Le Centre pose ainsi un regard original sur cette figure charismatique et marquante en rassemblant un faisceau de pratiques très variées autour de la sienne. Aux côtés des travaux personnels de Gustave Marchoul, l’exposition met en lumière des pièces de son épouse, Blanche Gillot, et de leurs enfants pour nous faire pénétrer dans une forme d’intimité créative.  Mais le coup de maître de l’événement réside dans sa capacité à souligner combien, en tant qu’enseignant, Marchoul a influencé les artistes qu’il a formés.

On l’aborde comme un récit dont le personnage principal se place en réalité souvent en retrait, tel une ombre bienveillante attentive, stimulante et exigeante. Progressivement elle vous transporte dans une sorte de grand atelier qui réunit les recherches d’un panel de disciples ayant suivi les cours de Gustave Marchoul dans différentes temporalités.

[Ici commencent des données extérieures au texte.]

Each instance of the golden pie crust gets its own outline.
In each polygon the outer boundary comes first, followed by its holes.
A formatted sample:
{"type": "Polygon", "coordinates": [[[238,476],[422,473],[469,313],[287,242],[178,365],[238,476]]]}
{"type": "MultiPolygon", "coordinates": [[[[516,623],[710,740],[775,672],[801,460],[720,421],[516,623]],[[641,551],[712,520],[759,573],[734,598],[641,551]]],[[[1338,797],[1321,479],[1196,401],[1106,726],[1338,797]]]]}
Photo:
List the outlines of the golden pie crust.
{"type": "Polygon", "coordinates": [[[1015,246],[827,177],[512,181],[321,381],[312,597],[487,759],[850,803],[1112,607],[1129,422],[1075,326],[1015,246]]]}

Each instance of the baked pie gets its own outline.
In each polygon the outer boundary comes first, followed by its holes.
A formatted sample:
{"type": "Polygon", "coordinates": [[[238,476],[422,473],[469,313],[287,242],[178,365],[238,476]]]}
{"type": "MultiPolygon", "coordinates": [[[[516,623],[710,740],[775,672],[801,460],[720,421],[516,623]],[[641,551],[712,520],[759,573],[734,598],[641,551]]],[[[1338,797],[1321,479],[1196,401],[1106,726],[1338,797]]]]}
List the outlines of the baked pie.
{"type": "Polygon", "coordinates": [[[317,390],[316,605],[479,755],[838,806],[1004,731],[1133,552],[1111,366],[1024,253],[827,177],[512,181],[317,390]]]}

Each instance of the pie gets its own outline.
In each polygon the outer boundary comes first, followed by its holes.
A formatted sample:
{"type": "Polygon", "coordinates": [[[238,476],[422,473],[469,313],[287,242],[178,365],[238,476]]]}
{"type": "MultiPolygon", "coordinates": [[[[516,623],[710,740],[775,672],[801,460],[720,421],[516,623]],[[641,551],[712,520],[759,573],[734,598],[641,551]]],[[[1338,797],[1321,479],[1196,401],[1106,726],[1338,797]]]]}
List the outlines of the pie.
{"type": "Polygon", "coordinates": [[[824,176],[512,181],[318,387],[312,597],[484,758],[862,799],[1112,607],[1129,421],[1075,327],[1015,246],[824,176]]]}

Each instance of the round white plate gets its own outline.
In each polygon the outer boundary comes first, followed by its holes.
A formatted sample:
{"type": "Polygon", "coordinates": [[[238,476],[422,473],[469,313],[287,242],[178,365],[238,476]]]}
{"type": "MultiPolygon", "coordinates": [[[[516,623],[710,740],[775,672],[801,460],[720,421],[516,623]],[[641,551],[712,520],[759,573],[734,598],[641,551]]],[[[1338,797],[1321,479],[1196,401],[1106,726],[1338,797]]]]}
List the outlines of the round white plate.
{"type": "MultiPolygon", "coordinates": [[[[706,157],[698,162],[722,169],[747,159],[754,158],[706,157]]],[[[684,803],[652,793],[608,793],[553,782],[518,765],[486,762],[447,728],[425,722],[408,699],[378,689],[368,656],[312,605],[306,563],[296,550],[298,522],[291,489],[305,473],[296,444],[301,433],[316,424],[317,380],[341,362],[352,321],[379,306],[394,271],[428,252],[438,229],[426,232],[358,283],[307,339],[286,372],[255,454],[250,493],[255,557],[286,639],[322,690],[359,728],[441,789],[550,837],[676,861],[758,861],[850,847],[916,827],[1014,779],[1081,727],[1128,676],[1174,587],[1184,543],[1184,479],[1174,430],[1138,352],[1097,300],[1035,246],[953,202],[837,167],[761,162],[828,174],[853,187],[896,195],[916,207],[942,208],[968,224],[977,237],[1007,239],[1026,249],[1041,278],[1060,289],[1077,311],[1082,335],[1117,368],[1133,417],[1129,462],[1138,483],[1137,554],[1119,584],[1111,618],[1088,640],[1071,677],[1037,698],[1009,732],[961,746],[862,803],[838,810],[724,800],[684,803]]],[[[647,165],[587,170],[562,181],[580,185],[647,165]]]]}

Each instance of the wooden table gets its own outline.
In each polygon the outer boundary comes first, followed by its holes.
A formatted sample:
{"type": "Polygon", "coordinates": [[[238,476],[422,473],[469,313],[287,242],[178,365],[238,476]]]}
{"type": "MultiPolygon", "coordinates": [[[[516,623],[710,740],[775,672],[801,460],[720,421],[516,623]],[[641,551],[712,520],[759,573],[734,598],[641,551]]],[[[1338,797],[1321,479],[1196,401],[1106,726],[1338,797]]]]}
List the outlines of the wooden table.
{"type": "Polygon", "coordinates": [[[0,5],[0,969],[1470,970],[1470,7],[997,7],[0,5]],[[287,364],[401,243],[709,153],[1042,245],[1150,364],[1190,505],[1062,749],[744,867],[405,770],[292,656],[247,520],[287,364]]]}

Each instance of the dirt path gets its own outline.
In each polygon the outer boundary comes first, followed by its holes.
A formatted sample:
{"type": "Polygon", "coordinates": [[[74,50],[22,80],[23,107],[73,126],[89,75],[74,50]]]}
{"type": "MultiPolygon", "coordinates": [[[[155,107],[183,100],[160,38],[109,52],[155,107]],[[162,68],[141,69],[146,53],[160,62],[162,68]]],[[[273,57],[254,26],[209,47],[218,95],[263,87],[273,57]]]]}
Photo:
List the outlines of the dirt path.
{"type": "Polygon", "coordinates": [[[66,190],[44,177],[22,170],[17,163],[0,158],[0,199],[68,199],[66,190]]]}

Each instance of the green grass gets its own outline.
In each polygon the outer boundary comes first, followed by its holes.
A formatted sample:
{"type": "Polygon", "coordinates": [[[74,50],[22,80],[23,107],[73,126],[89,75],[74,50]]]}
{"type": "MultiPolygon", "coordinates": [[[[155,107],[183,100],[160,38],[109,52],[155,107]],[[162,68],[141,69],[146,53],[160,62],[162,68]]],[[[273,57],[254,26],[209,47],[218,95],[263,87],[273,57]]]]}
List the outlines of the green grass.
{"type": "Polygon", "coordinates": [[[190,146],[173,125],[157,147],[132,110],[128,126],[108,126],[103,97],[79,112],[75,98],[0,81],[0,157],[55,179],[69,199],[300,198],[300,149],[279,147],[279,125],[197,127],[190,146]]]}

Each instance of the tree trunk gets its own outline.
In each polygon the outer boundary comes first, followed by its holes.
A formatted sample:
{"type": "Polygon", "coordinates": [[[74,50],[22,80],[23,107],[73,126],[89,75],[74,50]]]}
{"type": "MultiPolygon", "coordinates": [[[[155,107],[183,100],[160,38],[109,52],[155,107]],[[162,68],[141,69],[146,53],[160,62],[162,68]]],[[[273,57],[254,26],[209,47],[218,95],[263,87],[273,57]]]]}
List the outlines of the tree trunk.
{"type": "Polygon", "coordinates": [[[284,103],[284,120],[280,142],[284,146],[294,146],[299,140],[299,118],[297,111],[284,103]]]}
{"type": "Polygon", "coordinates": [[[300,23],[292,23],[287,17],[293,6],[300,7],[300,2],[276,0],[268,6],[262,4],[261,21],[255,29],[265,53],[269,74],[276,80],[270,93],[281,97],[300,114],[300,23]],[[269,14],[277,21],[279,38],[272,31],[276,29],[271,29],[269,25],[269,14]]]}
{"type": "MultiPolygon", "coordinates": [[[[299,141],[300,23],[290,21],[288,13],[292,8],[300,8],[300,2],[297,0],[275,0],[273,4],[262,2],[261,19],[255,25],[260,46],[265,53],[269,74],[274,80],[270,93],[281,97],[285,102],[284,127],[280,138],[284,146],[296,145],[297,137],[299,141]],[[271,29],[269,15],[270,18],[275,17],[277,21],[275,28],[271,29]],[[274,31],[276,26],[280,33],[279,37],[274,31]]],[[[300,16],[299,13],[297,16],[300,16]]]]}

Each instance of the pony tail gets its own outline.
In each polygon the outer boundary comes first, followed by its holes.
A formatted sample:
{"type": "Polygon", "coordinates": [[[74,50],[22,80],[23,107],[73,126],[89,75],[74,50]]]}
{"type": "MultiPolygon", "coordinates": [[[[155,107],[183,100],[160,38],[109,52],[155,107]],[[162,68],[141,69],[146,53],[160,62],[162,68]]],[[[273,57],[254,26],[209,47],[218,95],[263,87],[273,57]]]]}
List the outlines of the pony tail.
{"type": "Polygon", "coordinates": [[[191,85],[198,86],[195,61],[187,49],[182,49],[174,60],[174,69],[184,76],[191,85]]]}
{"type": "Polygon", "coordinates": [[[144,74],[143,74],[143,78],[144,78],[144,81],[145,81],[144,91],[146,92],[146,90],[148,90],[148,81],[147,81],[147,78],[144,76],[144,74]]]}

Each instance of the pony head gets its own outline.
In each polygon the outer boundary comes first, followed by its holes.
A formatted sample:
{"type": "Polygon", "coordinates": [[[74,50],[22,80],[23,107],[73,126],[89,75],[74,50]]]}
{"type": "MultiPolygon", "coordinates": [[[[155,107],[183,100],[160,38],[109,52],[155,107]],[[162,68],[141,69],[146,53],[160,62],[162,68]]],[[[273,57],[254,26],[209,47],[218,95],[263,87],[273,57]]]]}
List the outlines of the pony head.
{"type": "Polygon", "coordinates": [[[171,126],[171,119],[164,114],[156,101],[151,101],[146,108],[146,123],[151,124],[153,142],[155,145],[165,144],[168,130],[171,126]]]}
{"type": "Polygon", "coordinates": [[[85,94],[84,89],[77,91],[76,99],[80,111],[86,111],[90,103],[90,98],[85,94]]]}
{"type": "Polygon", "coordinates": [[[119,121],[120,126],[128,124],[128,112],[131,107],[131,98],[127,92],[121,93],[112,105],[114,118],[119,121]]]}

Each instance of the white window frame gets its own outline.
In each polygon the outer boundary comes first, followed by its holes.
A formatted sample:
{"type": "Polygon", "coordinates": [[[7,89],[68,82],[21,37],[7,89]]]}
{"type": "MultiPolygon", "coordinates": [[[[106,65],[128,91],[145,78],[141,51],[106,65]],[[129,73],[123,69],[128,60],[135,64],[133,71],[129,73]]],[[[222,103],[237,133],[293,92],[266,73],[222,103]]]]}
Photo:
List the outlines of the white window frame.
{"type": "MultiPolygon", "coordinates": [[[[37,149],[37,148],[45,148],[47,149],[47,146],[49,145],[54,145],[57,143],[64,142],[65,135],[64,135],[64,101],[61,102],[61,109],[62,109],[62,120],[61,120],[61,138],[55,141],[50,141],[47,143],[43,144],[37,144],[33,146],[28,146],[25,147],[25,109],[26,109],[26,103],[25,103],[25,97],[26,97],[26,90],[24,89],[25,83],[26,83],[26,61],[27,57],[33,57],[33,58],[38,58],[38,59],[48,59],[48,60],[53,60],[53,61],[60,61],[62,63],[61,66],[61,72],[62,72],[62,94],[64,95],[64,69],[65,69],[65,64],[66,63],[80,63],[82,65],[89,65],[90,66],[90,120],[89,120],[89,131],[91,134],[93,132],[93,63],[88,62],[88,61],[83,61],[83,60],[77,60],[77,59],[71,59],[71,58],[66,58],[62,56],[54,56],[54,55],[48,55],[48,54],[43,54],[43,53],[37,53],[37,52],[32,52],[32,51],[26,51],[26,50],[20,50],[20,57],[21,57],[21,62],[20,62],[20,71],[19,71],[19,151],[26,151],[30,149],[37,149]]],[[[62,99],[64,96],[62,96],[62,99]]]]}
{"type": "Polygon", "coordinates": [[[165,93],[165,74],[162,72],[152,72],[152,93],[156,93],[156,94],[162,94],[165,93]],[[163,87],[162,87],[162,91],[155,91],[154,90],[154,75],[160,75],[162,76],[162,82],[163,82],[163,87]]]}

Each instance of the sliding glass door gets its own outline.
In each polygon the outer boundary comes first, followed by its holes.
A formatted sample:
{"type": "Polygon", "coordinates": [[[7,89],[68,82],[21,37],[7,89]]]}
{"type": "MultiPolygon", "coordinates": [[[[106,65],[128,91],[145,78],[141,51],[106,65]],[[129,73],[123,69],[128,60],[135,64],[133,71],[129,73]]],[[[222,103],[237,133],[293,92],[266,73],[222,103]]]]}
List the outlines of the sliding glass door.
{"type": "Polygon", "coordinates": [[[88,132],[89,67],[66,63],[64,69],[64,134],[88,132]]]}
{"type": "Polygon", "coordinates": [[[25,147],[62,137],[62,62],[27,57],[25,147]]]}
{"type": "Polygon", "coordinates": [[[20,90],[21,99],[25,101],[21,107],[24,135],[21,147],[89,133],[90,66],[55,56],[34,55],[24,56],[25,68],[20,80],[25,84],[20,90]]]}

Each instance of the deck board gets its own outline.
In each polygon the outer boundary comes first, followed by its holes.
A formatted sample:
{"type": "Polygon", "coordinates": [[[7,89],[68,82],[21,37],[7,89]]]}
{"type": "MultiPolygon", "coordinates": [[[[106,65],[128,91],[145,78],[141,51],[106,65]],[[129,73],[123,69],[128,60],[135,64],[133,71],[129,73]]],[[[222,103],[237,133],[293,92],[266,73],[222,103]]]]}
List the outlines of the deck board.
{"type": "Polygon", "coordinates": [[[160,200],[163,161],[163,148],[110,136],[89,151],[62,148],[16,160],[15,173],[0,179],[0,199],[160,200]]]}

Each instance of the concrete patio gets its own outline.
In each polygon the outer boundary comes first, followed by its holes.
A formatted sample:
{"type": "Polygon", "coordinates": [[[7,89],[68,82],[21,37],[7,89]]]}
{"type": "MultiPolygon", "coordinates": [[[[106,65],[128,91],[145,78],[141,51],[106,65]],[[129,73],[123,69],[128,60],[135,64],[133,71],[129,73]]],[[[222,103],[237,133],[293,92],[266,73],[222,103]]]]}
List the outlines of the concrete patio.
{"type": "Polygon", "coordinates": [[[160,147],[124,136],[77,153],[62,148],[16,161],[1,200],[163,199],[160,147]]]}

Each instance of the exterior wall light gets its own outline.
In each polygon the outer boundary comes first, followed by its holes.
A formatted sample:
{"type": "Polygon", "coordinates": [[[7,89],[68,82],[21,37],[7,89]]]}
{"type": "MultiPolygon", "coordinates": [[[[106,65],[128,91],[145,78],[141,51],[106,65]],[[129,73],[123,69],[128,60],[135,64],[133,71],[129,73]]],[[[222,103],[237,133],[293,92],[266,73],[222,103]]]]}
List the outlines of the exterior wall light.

Pour l’avertir de sa démarche originale, le musée introduit le visiteur au cœur du microcosme « marchoulien » en le confrontant à une constellation d’estampes qui forment famille tout en restant très hétérogènes. Elle nous rappelle ainsi à quel point le professeur a toujours souhaité accompagner chacun sur son propre chemin de création, de manière rigoureuse mais libre. Cette galaxie de pièces, comme la nomme Christophe Veys, Commissaire-Directeur du Musée, toutes attribuées aux élèves de Marchoul, annonce avec force l’extraordinaire diversité de productions qui va s’offrir aux regards durant la visite.

Fondateur d’une colonie

Au rez-de-chaussée, comme s’il s’enfonçait dans une faille spatio-temporelle, le visiteur papillonne ainsi à son gré au cœur d’une sélection d’estampes qui le font voyager de l’atelier des Beaux-arts de Mons à celui de La Cambre. En vagabondant entre les piliers qui soutiennent la grande salle, il croise les mondes tantôt abstraits, tantôt figuratifs, tendres ou sombres, poétiques, drôles, émouvants, d’une colonie d’artistes qui sont toutes et tous de grands techniciens et nous livrent leurs questionnements, leurs rêveries, leurs angoisses aussi parfois.

Anne Valkenborgh

Les estampes de Gabriel Belgeonne, Jean Coulon, Francis De Bolle, Paul Dumont, Anne Dykmans, Emir Dragulj, Dominiqiue Rappez, Maurice Pasternak, Anne Valkenborgh, Lea Van Heck, Anne-Marie Wittek et Anne Wolfers scandent un parcours étonnant, tant leurs gestes, leurs expérimentations, leurs univers sont singuliers. En filigrane, on imagine la constance du maître, exigeant, charismatique, dont toutes et tous aiment à souligner la nature impressionnante et inoubliable lorsqu’ils témoignent de leur relation au graveur. La sélection opérée offre un remarquable panorama sur la gravure en Fédération Wallonie-Bruxelles.

Anne Wolfers

Nous avions envie d’épingler ici le travail émouvant d’Anne Wolfers diplômée en 1973 par Marchoul et qui enseignera ensuite à l’Académie d’Uccles. Derrière sa galerie de personnages et de créatures au premier coup d’œil mignons, si bien qu’on les croirait évadés d’un livre enfantin illustré, il y a souvent des récits douloureux, des moments de doute et d’angoisse. Les tumultes de la vie qui l’ont secouée sont retranscrits dans les sillons qu’elle a creusés. Un travail d’une exquise délicatesse, rond et espiègle malgré tout, toujours extrêmement minutieux.

Anne Wolfers

On peut y lire toutes les aspérités des arbres, tous les motifs complexes qui ornent les vêtements des protagonistes, les fibres duveteuses des fourrures qui protègent un adorable bestiaire. On se plonge dans toutes ces scènes en espérant être merveilleusement surpris par la magie qui s’y dissimule souvent.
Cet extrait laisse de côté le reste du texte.